La fiction al posto della verità | E' l'antimafia, bellezza - Live Sicilia

La fiction al posto della verità | E’ l’antimafia, bellezza

"Era d'estate"

Ma sono poi diversi i filmetti dalla realtà? Ecco l'elenco aggiornato di un'ipocrisia.

Bella la nuova sobrietà dell’antimafia: al posto della retorica, una congrega di talebani scalzi che già promette di giustiziare ogni parola in più.

Fantastica l’antimafia riverniciata e penitente, che irroga sentenze di condanna per gli altri, i cosiddetti ‘antimafiosi di facciata’, che appartengono immancabilmente a una parrocchia nemica.

Squisita l’antimafia al gusto di originalità, riscoperta nell’ultimo anniversario delle stragi, dopo una serie di processi color trattativa finiti malissimo, cioè secondo logica, e una sfilza di presunte ‘saguterie’ che avrebbe fatto impallidire Giovanni e Paolo, come li chiamano, così, per intimità funeraria.

Pensi che il peggio sia passato, insomma, ti rilassi, accendi la tv. Neanche il tempo di cambiare canale che ti viene addosso tutto il blob del già detto, scritto e rimasticato, somministrato in pillole di sceneggiata da prendere una volta al dì, preferibilmente la sera.
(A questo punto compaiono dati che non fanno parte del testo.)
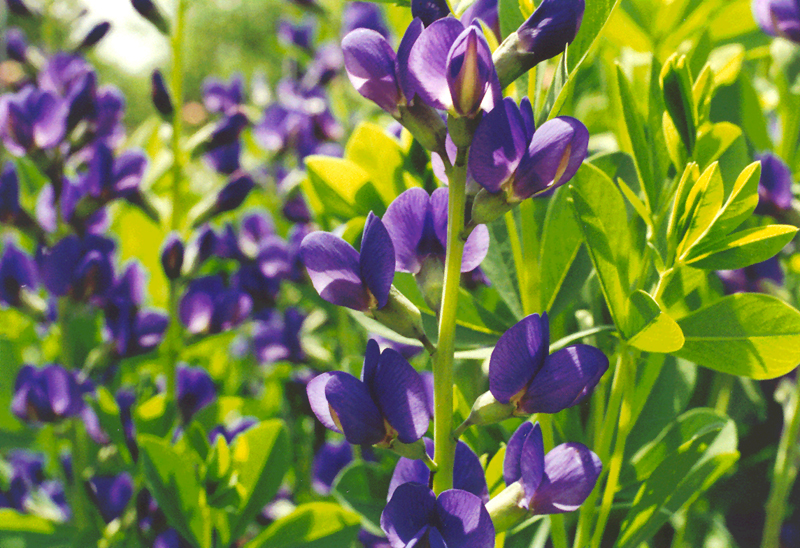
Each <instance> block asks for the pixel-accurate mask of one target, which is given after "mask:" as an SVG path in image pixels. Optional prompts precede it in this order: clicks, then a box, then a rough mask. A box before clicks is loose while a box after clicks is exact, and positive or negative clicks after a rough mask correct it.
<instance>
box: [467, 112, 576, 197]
mask: <svg viewBox="0 0 800 548" xmlns="http://www.w3.org/2000/svg"><path fill="white" fill-rule="evenodd" d="M588 145H589V132H588V130H587V129H586V126H584V125H583V124H582V123H581V122H580V121H578V120H576V119H575V118H570V117H568V116H559V117H558V118H554V119H552V120H549V121H547V122H545V123H544V124H543V125H542V127H540V128H539V129H537V130H535V131H534V125H533V111H532V109H531V106H530V101H528V100H527V98H525V99H523V100H522V103H521V104H520V106H519V107H518V106H517V104H516V103H515V102H514V100H513V99H511V98H506V99H504V100H503V102H502V104H501V105H498V107H497V108H495V109H494V110H493V111H491V112H490V113H488V114H486V115H485V116H484V117H483V119H482V120H481V122H480V124H479V125H478V128H477V129H476V131H475V138H474V140H473V145H472V148H470V151H469V163H468V166H469V172H470V175H471V176H472V177H473V178H474V179H475V181H477V182H478V183H479V184H480V185H481V186H482V187H483V188H485V189H486V191H487V192H489V193H492V194H495V193H499V192H504V193H505V195H506V201H507V202H508V203H514V202H519V201H522V200H524V199H526V198H529V197H531V196H534V195H536V194H541V193H542V192H546V191H548V190H552V189H554V188H556V187H558V186H560V185H563V184H564V183H566V182H567V181H569V180H570V179H571V178H572V176H573V175H575V172H576V171H578V168H579V167H580V165H581V163H582V162H583V159H584V158H585V157H586V152H587V150H588Z"/></svg>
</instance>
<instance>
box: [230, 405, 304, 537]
mask: <svg viewBox="0 0 800 548" xmlns="http://www.w3.org/2000/svg"><path fill="white" fill-rule="evenodd" d="M232 462H233V468H234V470H235V471H236V473H237V474H238V480H239V485H240V486H241V487H242V489H243V493H242V501H241V506H240V510H239V515H238V516H236V517H232V519H231V538H233V539H235V538H238V537H239V536H240V535H241V534H242V533H243V532H244V530H245V529H246V528H247V526H248V525H249V524H250V522H251V521H252V520H253V518H254V517H255V516H256V514H258V513H259V512H260V511H261V509H262V508H263V507H264V506H265V505H266V504H267V503H268V502H269V501H271V500H272V498H273V497H274V496H275V493H277V492H278V488H279V487H280V485H281V482H282V481H283V476H284V474H286V471H287V470H288V469H289V466H290V464H291V462H292V455H291V443H290V440H289V435H288V434H287V432H286V427H285V426H284V424H283V422H281V421H279V420H269V421H264V422H262V423H260V424H259V425H257V426H255V427H253V428H250V429H248V430H246V431H244V432H242V433H241V434H239V435H238V436H236V439H235V440H234V443H233V446H232Z"/></svg>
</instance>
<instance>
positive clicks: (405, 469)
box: [386, 438, 489, 504]
mask: <svg viewBox="0 0 800 548" xmlns="http://www.w3.org/2000/svg"><path fill="white" fill-rule="evenodd" d="M424 441H425V451H426V452H427V453H428V456H429V457H431V458H433V441H432V440H430V439H428V438H425V439H424ZM430 478H431V471H430V469H429V468H428V467H427V465H426V464H425V463H424V462H422V461H421V460H413V459H409V458H406V457H400V460H398V461H397V465H396V466H395V468H394V473H393V474H392V480H391V482H390V483H389V493H388V494H387V495H386V499H387V500H391V498H392V495H393V494H394V492H395V490H396V489H397V488H398V487H400V486H401V485H403V484H405V483H409V482H413V483H418V484H420V485H424V486H426V487H427V486H428V485H430ZM453 488H454V489H460V490H462V491H467V492H468V493H472V494H473V495H477V496H478V497H480V499H481V501H483V503H484V504H486V503H487V502H489V488H488V487H487V486H486V476H485V474H484V472H483V467H482V466H481V462H480V460H478V455H476V454H475V452H474V451H473V450H472V449H470V448H469V446H468V445H467V444H466V443H464V442H463V441H459V442H458V443H457V444H456V452H455V461H454V463H453Z"/></svg>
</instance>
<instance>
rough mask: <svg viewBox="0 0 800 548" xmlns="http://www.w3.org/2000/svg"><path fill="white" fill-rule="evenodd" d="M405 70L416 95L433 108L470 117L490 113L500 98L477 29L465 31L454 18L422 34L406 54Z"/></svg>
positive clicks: (426, 29) (445, 18) (471, 29)
mask: <svg viewBox="0 0 800 548" xmlns="http://www.w3.org/2000/svg"><path fill="white" fill-rule="evenodd" d="M408 70H409V74H410V77H411V80H412V82H413V87H414V90H415V91H416V93H417V94H418V95H419V96H420V98H421V99H422V100H423V102H425V103H426V104H428V105H430V106H432V107H434V108H438V109H442V110H449V111H452V112H455V113H458V114H460V115H462V116H470V117H471V116H474V115H475V114H476V113H477V112H478V111H479V110H481V109H483V110H484V111H487V112H488V111H490V110H492V108H494V105H495V103H497V102H498V101H500V99H501V98H502V94H501V90H500V82H499V80H498V79H497V73H496V72H495V68H494V63H493V62H492V52H491V50H490V49H489V44H488V42H486V38H485V37H484V35H483V32H482V31H481V28H480V26H479V25H470V26H468V27H464V25H463V24H462V23H461V22H460V21H459V20H458V19H455V18H453V17H445V18H444V19H439V20H438V21H435V22H433V23H431V25H430V26H429V27H428V28H426V29H425V30H424V31H422V33H421V34H420V35H419V38H417V40H416V42H414V45H413V47H412V48H411V52H410V53H409V57H408Z"/></svg>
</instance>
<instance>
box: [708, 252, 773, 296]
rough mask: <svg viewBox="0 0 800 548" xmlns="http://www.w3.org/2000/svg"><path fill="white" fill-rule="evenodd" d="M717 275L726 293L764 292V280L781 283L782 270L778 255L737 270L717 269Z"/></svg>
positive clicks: (768, 281)
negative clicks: (758, 262)
mask: <svg viewBox="0 0 800 548" xmlns="http://www.w3.org/2000/svg"><path fill="white" fill-rule="evenodd" d="M717 276H718V277H719V279H720V281H722V286H723V288H724V290H725V293H726V294H727V295H731V294H733V293H745V292H748V293H764V292H766V291H767V285H766V283H765V282H770V283H773V284H775V285H777V286H781V285H783V270H782V269H781V262H780V260H779V259H778V256H777V255H776V256H774V257H772V258H770V259H767V260H766V261H762V262H760V263H756V264H753V265H750V266H746V267H744V268H740V269H738V270H717Z"/></svg>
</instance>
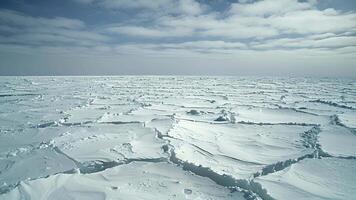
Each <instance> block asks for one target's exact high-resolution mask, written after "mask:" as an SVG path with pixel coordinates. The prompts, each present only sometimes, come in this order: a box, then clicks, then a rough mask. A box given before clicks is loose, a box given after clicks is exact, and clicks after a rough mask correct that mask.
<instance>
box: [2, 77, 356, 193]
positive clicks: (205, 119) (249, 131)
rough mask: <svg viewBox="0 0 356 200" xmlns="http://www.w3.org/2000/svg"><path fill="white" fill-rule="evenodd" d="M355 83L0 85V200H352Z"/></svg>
mask: <svg viewBox="0 0 356 200" xmlns="http://www.w3.org/2000/svg"><path fill="white" fill-rule="evenodd" d="M355 120H356V82H355V81H354V80H346V79H345V80H342V79H311V78H285V79H284V78H263V77H243V78H242V77H241V78H239V77H174V76H166V77H163V76H162V77H160V76H152V77H150V76H141V77H135V76H126V77H1V78H0V199H1V200H2V199H4V200H5V199H6V200H8V199H248V200H252V199H262V200H263V199H353V196H354V194H355V193H356V188H355V186H356V175H355V173H354V172H355V171H356V121H355Z"/></svg>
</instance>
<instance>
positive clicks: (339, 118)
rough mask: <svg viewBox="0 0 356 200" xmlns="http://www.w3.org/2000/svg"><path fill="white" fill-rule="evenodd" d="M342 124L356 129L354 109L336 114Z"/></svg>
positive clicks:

L’elenco appare desolante. C’è l’impraticabile ‘Romanzo siciliano’, con un Fabrizio Bentivoglio – già valentissimo attore, che spettacolo il suo Giorgio Ambrosoli ispido di dolore e umanità – ridotto alla bollitura di se stesso. Il cascame della mascella, il siculo da parata – ci manca giusto un “minghia signor tenente” -, l’accetta che taglia i buoni e i cattivi, senza un tentativo di approfondimento, compongono il ritratto usurato della fumisteria.

C’è il filmino su Boris Giuliano. C’è il filmetto “Era d’estate” e via antimafieggiando. Vince sempre e comunque la fiction pedagogica che continua a proporre il trionfale birignao di un’ipocrisia, innalzando i santini al posto delle persone in carne e ossa. E hanno il coraggio di prendersela con ‘Gomorra’ per i contenuti non edulcorati, come se dolcificare il sangue non fosse già una suggestione da pessimi maestri.

Un polpettone davvero disgustoso e reiterato. Del resto, come potrebbe risultare altrimenti se la finzione, cioè il fumo invece dell’arrosto, discende sempre dalle cose in sé? Le prove sono evidenti. Ecco al proscenio Rosy Bindi, nella recente celebrazione di Capaci: “Non abbiamo bisogno di eroi ma di persone, politici, magistrati, giornalisti e preti che fanno il loro dovere”. Davvero? Ma se tutta la mistica della commissione che Rosy governa si basa proprio sull’esaltazione dell’eroismo, sulla venerazione delle statue di marmo?

Ecco il sindaco di Palermo, Leoluca Orlando a ‘Repubblica’, qualche tempo fa: “Il 23 maggio? Spero diventi un giorno feriale (e intanto si è blindata la città, ndr). Prima le manifestazioni di piazza servivano a difendere la vita di qualcuno. Oggi non dico che non siano utili, ma rischiano di essere il paravento di un’antimafia ambigua”. Sul serio? Ma se tutta la liturgia dell’Orlandismo, in salsa di necessità del sospetto, è stata costruita su una certa estetica politico-filosofica dei paraventi che Sciascia isolò in laboratorio per primo e l’analisi gli costò lo spernacchiamento di troppi quaquaraquà?

Ecco – bellezza mia – la fiction diffusa al posto dell’onesto e ruvido profilo degli eventi, la trama che ha smarrito l’aderenza ai fatti, eleggendo la fissità marmorea della statua a suo imperituro canone – nei plot televisivi come altrove – portando alla ribalta improbabili attori e stagionati politici, sull’effervescenza del luogo comune. Ma si tratta delle medesime bollicine.

Ai margini, in una zona dolente e silenziosa della coscienza, rimangono Giovanni e Paolo – cioè il dottore Falcone e il dottore Borsellino – che mai si arricchirono e mai perseguirono ambizione che non fosse la verità, nella giungla dei nuovi ricchi e degli ambiziosi in carriera. Per questo li amiamo e loro ancora ci parlano, senza orpelli, né sceneggiature: semplicemente umani.